A non-canonical promoter element drives spurious transcription of horizontally acquired bacterial genes

• Published in: Nucleic acids research Vol. 48; no. 9; pp. 4891 - 4901
• Main Authors: Warman, Emily A, Singh, Shivani S, Gubieda, Alicia G, Grainger, David C
• Format: Journal Article
• Language: English
• Published: England Oxford University Press 21.05.2020
• Subjects: AT Rich Sequence; Bacterial Proteins - metabolism; DNA - chemistry; DNA-Binding Proteins - metabolism; DNA-Directed RNA Polymerases - chemistry; DNA-Directed RNA Polymerases - metabolism; Gene regulation, Chromatin and Epigenetics; Gene Transfer, Horizontal; Genes, Bacterial; Promoter Regions, Genetic; Sigma Factor - chemistry; Sigma Factor - metabolism; Transcription, Genetic; Transcriptional Activation
• ISSN: 0305-1048; 1362-4962
• DOI: 10.1093/nar/gkaa244

Abstract RNA polymerases initiate transcription at DNA sequences called promoters.

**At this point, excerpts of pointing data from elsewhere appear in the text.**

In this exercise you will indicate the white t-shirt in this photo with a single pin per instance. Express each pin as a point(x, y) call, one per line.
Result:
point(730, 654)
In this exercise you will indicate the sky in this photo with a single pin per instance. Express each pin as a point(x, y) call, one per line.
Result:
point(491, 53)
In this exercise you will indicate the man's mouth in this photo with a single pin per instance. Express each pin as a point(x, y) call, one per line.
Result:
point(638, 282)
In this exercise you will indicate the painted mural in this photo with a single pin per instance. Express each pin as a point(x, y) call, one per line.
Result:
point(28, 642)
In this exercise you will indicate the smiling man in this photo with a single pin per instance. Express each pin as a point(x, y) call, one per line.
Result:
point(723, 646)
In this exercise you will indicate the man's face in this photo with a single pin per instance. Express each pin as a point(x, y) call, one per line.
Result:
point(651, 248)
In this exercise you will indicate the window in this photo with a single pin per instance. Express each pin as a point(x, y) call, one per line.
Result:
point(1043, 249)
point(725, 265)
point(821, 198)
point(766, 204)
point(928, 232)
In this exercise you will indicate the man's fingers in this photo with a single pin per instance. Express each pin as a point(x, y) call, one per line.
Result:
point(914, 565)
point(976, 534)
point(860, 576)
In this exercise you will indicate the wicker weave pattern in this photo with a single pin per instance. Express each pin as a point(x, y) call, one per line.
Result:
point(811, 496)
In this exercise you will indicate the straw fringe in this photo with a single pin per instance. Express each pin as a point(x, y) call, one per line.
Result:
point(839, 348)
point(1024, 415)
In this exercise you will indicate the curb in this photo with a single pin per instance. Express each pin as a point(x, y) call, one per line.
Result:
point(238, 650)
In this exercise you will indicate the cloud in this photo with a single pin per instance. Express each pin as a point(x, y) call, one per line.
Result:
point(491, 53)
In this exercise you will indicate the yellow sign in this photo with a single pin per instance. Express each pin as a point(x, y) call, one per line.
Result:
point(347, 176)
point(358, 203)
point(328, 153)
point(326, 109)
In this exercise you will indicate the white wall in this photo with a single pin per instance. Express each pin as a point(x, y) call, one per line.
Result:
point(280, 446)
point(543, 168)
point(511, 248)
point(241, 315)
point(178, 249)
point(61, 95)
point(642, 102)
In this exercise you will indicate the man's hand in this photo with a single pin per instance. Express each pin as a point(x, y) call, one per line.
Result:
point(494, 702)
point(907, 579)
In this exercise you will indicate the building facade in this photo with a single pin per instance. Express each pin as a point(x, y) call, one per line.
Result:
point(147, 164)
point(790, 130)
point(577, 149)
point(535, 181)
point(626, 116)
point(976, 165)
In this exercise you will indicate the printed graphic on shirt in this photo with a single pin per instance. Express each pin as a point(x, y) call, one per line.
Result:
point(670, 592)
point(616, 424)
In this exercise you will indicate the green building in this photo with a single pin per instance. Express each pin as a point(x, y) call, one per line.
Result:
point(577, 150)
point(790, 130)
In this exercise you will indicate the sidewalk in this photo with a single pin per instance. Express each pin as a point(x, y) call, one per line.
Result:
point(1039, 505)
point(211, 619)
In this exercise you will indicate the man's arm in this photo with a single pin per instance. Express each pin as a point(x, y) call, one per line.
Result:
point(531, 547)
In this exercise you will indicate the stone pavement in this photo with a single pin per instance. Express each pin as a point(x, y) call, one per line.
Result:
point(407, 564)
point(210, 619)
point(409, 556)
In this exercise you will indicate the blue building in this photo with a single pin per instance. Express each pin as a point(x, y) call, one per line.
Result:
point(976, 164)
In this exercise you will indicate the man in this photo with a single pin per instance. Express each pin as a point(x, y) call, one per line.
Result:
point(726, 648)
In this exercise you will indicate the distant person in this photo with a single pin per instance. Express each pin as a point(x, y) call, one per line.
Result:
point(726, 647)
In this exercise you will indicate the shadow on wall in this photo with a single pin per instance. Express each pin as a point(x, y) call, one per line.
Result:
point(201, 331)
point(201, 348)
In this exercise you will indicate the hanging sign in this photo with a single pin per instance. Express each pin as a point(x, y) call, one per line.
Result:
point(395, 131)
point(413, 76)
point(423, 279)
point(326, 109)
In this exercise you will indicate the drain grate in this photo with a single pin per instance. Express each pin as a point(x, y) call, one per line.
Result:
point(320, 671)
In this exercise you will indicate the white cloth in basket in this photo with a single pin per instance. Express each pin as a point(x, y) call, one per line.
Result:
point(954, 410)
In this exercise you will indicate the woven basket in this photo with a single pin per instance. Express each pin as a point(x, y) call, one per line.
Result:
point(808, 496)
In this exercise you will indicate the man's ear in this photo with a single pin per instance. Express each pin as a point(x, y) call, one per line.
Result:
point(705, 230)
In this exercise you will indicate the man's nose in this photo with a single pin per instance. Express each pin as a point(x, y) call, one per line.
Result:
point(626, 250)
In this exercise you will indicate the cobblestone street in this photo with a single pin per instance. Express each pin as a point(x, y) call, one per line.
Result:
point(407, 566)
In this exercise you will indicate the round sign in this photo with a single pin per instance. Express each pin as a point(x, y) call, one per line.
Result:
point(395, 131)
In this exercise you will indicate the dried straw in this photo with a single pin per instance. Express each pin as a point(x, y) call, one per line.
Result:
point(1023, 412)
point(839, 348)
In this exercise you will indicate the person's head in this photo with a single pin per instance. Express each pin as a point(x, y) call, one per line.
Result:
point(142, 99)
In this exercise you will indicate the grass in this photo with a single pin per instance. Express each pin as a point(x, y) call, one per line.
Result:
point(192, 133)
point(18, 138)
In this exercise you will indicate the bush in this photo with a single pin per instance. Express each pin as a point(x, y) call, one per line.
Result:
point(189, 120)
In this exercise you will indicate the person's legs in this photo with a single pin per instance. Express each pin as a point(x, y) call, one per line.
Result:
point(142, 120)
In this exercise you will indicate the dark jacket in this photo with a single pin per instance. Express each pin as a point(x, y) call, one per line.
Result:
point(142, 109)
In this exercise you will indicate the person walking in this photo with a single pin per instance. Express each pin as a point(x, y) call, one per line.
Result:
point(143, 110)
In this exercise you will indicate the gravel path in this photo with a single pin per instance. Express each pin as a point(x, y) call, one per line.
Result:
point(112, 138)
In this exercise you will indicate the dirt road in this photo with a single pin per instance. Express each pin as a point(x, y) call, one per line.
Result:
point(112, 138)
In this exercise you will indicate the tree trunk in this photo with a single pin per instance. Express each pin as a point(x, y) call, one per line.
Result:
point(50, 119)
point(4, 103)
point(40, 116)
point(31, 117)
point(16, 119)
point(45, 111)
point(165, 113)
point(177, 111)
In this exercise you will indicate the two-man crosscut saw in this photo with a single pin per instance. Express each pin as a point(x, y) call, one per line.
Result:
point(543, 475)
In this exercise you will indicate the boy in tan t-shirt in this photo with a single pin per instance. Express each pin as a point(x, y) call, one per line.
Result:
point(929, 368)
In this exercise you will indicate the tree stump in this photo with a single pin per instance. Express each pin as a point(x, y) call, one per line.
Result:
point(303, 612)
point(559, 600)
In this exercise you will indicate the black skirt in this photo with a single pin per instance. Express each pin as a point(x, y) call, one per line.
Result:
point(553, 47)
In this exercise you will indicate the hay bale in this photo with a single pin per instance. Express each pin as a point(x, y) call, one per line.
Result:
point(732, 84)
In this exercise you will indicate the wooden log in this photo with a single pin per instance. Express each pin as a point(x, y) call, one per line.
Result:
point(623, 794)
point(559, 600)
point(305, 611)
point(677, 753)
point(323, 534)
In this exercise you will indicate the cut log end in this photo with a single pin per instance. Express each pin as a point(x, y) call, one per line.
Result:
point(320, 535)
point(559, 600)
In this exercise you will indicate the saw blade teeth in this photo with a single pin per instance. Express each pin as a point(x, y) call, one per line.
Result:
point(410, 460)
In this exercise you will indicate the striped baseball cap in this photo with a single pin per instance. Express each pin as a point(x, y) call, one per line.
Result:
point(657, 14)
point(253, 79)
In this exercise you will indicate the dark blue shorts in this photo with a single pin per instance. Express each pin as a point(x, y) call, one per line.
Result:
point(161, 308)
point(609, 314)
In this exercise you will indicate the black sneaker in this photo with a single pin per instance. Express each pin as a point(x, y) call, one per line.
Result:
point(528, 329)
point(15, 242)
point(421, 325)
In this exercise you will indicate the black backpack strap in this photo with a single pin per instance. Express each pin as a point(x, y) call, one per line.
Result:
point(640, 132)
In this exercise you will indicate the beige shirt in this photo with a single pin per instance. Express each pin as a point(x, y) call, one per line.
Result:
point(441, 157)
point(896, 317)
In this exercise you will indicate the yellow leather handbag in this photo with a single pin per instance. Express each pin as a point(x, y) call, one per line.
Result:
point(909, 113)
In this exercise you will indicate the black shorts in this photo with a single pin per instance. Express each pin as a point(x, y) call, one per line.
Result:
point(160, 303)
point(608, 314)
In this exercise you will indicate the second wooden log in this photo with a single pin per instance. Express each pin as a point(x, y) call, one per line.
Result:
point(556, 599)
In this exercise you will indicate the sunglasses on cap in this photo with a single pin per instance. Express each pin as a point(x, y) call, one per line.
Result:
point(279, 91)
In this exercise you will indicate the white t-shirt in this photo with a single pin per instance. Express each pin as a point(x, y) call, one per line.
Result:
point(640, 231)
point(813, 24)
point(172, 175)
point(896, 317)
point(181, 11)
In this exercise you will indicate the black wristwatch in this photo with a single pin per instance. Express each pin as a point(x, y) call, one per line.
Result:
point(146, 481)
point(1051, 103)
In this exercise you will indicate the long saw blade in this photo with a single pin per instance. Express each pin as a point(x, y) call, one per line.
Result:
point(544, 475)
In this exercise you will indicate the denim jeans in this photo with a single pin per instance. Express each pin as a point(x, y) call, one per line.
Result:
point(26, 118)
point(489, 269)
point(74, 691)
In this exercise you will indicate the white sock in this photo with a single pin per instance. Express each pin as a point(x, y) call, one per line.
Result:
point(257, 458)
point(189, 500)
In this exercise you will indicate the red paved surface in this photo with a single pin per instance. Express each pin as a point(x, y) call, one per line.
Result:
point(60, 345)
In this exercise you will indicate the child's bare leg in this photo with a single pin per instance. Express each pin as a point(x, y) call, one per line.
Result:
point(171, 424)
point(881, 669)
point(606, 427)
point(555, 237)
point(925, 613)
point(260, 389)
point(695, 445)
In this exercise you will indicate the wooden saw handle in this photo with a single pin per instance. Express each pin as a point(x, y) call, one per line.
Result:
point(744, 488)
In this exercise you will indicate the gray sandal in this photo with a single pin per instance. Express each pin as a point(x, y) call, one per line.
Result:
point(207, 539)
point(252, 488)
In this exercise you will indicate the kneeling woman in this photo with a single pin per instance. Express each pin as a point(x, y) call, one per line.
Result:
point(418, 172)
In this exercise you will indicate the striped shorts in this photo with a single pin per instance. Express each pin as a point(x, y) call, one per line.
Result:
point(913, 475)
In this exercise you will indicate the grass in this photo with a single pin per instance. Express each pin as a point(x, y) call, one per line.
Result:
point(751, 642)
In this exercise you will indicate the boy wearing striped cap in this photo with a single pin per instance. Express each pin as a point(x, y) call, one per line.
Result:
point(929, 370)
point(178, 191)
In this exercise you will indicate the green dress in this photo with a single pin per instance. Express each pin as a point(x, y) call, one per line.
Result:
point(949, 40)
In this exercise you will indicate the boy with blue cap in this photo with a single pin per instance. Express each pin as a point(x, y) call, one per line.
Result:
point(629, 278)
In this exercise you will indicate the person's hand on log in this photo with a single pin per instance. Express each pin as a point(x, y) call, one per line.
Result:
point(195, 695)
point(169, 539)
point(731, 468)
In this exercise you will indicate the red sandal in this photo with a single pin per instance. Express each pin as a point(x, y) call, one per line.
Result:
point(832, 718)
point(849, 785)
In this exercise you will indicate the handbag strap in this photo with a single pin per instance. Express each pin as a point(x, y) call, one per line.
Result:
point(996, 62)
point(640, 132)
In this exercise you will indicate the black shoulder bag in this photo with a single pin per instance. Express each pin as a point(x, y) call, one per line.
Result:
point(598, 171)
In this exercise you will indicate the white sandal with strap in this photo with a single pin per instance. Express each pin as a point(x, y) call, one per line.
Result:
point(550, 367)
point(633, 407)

In bacteria, the best conserved promoter feature is the AT-rich -10 element; a sequence essential for DNA unwinding. Further elements, and gene regulatory proteins, are needed to recruit RNA polymerase to the -10 sequence. Hence, -10 elements cannot function in isolation. Many horizontally acquired genes also have a high AT-content. Consequently, sequences that resemble the -10 element occur frequently. As a result, foreign genes are predisposed to spurious transcription. However, it is not clear how RNA polymerase initially recognizes such sequences. Here, we identify a non-canonical promoter element that plays a key role. The sequence, itself a short AT-tract, resides 5 base pairs upstream of otherwise cryptic -10 elements. The AT-tract alters DNA conformation and enhances contacts between the DNA backbone and RNA polymerase.